Iring Fetscher (* 4. März 1922 in Marbach am Neckar; † 19. Juli 2014 in Frankfurt am Main) war ein deutscher Politikwissenschaftler. Internationale Anerkennung erwarb er insbesondere durch seine Forschungen zu Karl Marx.

Leben

Iring Fetscher war der Sohn des Mediziners Rainer Fetscher, der in Dresden eine Professur für Sozialhygiene bekleidete, am 26. Februar 1934 aber aus dem Hochschuldienst am Pädagogischen Institut Dresden (zur Volksschullehrerausbildung) entlassen wurde, da er Gegner der Nationalsozialisten war. Seine Lehrtätigkeit mit Professorentitel an der Allgemeinen Abteilung der Technischen Hochschule Dresden endete 1936.[1]

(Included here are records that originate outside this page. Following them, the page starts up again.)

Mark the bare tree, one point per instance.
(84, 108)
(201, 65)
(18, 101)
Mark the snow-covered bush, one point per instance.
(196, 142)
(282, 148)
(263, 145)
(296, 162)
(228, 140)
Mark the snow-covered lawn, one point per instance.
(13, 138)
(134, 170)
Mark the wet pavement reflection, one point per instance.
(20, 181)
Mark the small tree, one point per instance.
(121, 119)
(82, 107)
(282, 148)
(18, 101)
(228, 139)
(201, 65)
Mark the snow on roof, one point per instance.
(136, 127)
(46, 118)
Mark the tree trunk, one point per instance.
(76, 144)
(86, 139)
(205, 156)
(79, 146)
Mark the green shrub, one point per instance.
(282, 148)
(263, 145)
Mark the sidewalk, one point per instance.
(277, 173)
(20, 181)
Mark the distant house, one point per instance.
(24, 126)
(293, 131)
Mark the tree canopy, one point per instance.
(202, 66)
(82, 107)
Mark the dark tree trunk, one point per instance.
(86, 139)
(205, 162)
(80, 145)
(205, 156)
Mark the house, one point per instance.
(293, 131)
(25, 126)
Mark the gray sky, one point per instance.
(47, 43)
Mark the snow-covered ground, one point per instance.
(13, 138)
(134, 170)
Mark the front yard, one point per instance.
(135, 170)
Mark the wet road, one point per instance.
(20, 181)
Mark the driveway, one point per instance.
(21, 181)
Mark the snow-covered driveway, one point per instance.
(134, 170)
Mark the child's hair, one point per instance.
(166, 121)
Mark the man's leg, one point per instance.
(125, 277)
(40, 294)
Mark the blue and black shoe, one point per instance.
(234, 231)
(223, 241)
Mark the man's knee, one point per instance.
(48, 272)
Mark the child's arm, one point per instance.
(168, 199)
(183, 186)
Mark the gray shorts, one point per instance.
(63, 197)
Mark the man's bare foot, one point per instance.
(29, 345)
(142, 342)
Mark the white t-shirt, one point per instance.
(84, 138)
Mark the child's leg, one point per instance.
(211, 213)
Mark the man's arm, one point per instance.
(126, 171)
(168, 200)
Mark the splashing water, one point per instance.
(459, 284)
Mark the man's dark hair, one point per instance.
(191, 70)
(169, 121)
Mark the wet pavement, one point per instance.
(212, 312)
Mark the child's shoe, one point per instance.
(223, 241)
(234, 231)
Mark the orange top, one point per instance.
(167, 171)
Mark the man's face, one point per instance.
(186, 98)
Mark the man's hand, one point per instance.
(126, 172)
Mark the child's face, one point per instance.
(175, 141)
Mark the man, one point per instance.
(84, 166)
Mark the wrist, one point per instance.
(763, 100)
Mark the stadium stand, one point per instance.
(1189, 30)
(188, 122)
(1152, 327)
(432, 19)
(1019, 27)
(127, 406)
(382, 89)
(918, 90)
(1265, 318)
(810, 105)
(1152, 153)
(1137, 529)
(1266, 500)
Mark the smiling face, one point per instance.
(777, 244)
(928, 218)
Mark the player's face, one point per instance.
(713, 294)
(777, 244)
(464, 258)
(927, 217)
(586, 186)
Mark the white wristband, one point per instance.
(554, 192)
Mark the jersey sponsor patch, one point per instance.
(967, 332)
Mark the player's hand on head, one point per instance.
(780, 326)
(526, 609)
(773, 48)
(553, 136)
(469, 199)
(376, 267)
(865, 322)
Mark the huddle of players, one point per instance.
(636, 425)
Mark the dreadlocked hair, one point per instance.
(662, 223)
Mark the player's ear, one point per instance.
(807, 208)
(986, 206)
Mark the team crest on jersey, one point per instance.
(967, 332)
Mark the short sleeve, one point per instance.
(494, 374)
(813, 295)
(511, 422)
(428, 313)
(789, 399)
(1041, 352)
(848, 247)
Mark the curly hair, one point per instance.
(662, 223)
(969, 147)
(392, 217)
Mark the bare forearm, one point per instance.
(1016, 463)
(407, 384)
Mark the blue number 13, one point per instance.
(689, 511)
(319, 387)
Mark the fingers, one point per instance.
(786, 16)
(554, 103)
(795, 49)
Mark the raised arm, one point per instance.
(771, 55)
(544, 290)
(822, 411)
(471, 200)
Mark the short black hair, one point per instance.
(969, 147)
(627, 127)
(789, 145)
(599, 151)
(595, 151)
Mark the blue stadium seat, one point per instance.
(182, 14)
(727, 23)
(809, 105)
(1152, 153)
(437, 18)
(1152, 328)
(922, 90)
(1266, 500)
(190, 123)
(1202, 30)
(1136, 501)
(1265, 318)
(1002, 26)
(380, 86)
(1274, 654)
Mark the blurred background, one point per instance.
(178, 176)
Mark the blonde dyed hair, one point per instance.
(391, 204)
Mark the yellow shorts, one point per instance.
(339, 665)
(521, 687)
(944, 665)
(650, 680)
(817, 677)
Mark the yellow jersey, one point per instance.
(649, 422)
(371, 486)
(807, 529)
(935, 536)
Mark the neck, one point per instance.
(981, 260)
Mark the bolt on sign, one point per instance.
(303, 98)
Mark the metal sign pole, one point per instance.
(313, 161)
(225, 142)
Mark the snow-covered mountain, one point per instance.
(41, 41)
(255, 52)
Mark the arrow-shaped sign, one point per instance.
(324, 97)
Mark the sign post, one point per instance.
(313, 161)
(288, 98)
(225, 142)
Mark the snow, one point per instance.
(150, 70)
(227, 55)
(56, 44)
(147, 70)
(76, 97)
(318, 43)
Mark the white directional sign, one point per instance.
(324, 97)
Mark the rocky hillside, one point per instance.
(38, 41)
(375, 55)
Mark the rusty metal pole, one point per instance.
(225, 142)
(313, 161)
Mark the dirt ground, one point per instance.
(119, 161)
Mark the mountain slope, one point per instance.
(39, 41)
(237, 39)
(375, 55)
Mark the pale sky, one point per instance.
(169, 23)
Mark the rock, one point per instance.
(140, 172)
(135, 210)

Iring Fetscher besuchte 1928–1932 die Volksschule in Dresden, anschließend das König-Georg-Gymnasium im Stadtteil Johannstadt bis zum Abitur und 1940 noch eine Dolmetscherschule. Am 24. Mai 1940 beantragte er die Aufnahme in die NSDAP und wurde zum 1. September desselben Jahres aufgenommen (Mitgliedsnummer 7.729.137).[2] Danach meldete er sich mit 18 Jahren freiwillig in Altenburg bei einem Feldartillerieregiment als Offiziersanwärter bei der Wehrmacht;[3][4] seine anfängliche Begeisterung für den Offiziersberuf konnte er nach eigenem Bekunden später nur noch schwer nachvollziehen. Fetscher war in Artillerieregimentern in den Niederlanden, Belgien und der Sowjetunion eingesetzt. Das Kriegsende erlebte er in Kopenhagen.

Nach der Entlassung aus britischer Kriegsgefangenschaft studierte Fetscher zunächst Humanmedizin; anschließend Philosophie, Germanistik, Romanistik und Geschichte an der Sorbonne in Paris und an der Eberhard Karls Universität Tübingen. Am 11. September 1947 vollzog Fetscher im Kloster Beuron die Konversion zum katholischen Glauben. 1948 wurde er Assistent bei Eduard Spranger, bei dem er 1950 mit einer Arbeit über Hegels Lehre vom Menschen promoviert wurde. Zu Studienzwecken hielt er sich viel in Paris und Frankreich auf. 1959 folgte die Habilitation mit der Schrift Rousseaus politische Philosophie.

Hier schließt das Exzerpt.